Dear Readers:
Last December, a symposium was held in San Francisco to honor Dr. Thomas K. Hunt for his contributions in wound healing research. Dr. Hunt, Professor Emeritus at the University of California School of Medicine, has published important papers on many aspects of wound healing and is best known for his work on the effects of oxygen on repair. In addition to his own research, he has trained many fine clinicians and researchers in our field. It is fitting that Dr. Laura Bolton in the Evidence Corner honors Dr. Hunt by devoting her section to papers on the effects of hyperbaric oxygen (HBO) on wound healing. One paper, a systematic review by Wang, et al., reported findings from several sources on the effects of HBO in the treatment of various hypoxic wounds. A second paper by Kessler, et al., presented results from their randomized, controlled trial of HBO therapy effects on nonischemic diabetic foot ulcers. The two reports presented evidence of a generally positive effect, however not compelling. While the incidence of adverse events was small, it did range from mild to serious. Dr. Bolton provides the reader with a clinical perspective and general conclusions that can be drawn from this literature.
There is ample evidence to minimize the use of gauze dressings in favor of the modern semi-occlusive dressings that maintain tissue hydration. In spite of this information, the most commonly used primary dressing in the United States remains gauze or “wet-to-dry” gauze. Armstrong and Price (Wet-to-dry gauze dressings: Fact and fiction) in a survey of 65 general surgeons using gauze dressings found that there was significant inconsistency in how the technique was being performed and that its use was often being prescribed inappropriately. The authors discuss the reasons for the use of gauze dressings when more appropriate dressing choices are available. Their data suggest a “…multidisciplinary approach to wound care, which is firmly evidence based, needs to be developed.”
Richters, et al., (Effects of a hydrofiber dressing on inflammatory cells in rat partial-thickness wounds) report macroscopic and microscopic findings on the healing of experimental wounds treated with a hydrofiber dressing (Aquacel®) or paraffin gauze. Reepithelization was faster under the hydrofiber dressings; there were fewer neutrophils present in the wound bed as they were absorbed into the material. The authors discuss the possible mechanisms of action for the Aquacel dressing.
Abai, et al., (Scalp reconstruction after resection of malignant fibrous histiocytoma utilizing a dermal regeneration template: A case report) present their experience in closing a large skin defect with a dermal regeneration template (DRT). Three weeks later, the silicone barrier of the DRT was removed, and thin, meshed autografts were applied. The surgical and aesthetic outcomes were good. Originally, the DRT was developed to treat excisions in burn patients, but its use in reconstructive surgery is evolving. In this case study, it would appear to have been a good choice in order to avoid multiple, complex surgical techniques with blood loss and other risks.

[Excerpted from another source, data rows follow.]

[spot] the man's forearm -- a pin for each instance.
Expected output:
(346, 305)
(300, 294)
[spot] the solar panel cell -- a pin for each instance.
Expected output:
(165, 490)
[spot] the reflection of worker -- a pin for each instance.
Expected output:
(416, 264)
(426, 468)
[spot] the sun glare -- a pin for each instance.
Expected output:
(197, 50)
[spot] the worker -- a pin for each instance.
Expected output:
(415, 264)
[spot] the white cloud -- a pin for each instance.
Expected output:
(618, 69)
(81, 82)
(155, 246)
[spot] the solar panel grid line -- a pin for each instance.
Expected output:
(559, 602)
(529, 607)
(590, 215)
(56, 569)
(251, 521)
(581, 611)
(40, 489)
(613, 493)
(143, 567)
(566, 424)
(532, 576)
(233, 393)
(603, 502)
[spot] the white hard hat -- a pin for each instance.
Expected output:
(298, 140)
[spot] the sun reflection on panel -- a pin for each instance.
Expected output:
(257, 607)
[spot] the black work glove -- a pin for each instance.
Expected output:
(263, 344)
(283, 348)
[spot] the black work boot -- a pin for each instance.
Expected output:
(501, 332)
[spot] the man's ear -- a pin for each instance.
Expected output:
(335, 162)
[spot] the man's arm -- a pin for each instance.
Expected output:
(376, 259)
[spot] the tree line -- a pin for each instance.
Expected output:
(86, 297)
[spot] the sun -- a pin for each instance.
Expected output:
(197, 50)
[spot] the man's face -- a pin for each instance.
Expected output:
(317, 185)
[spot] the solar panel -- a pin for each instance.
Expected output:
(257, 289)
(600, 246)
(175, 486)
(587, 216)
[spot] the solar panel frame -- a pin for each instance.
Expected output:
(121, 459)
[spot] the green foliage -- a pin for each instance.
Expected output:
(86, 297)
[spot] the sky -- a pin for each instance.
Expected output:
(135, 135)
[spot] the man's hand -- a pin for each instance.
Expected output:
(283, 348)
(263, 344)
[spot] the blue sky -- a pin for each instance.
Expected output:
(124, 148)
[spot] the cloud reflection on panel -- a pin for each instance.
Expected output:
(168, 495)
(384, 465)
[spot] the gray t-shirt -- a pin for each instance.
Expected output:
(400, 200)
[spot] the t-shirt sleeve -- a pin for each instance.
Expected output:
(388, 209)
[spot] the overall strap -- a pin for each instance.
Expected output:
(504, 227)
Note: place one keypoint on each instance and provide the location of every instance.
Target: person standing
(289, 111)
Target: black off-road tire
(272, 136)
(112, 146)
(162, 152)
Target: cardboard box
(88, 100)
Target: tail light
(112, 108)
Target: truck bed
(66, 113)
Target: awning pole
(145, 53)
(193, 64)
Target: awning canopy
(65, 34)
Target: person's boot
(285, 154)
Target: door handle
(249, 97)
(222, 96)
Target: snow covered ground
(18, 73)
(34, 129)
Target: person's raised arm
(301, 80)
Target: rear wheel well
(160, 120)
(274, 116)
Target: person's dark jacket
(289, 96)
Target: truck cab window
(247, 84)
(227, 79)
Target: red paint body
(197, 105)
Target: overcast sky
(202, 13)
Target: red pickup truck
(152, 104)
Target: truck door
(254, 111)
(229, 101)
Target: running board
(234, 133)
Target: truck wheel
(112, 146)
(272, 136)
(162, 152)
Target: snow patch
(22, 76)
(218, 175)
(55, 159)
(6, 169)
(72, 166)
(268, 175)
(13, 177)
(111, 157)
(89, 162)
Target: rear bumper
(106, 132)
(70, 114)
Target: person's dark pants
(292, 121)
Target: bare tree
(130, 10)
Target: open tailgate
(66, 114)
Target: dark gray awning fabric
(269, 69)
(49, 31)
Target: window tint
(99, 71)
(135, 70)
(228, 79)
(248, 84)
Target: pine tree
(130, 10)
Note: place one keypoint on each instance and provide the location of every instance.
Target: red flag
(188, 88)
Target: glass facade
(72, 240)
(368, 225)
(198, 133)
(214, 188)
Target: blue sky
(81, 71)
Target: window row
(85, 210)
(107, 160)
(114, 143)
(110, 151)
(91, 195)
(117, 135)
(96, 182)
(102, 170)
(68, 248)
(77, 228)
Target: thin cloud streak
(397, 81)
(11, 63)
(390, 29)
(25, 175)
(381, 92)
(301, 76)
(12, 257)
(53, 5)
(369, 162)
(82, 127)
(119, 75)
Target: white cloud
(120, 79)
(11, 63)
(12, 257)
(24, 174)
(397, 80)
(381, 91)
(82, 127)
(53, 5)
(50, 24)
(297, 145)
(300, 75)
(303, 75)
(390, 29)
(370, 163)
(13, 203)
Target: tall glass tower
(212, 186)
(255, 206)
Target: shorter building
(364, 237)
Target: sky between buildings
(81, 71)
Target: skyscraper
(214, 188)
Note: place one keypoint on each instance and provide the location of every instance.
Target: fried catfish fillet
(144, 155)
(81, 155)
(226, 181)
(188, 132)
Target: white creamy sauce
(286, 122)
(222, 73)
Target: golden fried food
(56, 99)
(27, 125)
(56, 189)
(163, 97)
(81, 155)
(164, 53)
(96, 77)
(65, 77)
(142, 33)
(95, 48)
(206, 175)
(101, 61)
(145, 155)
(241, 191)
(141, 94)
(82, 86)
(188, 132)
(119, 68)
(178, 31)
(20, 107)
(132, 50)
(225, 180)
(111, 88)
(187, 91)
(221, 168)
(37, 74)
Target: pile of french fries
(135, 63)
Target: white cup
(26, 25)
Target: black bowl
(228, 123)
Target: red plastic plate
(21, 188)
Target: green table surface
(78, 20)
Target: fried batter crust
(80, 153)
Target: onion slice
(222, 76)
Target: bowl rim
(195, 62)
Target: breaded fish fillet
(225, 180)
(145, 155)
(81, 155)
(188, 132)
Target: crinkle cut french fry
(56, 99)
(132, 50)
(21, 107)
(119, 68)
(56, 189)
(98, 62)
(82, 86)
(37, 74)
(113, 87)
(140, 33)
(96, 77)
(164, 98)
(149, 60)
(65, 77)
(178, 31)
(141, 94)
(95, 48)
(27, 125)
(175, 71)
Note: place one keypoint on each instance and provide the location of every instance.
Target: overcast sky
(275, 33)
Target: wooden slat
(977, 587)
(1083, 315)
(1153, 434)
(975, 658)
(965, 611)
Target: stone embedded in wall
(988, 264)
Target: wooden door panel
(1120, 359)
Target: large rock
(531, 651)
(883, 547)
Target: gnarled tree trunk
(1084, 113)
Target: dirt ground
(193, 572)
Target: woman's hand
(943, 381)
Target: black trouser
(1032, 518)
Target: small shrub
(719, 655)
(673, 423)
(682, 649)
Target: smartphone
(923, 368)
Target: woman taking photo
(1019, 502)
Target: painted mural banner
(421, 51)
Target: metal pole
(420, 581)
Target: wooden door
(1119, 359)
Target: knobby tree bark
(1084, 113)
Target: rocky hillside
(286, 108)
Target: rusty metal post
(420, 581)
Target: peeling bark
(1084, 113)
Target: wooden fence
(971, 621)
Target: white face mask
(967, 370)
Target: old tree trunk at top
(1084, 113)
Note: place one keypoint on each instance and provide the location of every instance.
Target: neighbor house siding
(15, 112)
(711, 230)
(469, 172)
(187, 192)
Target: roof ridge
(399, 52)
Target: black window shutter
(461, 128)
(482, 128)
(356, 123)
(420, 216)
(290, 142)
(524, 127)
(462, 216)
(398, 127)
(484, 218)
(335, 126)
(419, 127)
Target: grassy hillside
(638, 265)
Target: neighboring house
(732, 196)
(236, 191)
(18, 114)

In a preliminary study, Simman, et al., (Brief Communication) treated experimental cutaneous autografts in a pig with either a routine bolster dressing or with negative pressure wound therapy (NPWT). Through histological observations, they noted a decrease in edema and also a reduction of the plane of separation between graft and wound bed in the NPWT treated graft compared to the graft treated with the bolster dressing. While the data are from a single animal study, the authors suggest the positive results may prompt clinical evaluation to confirm the findings.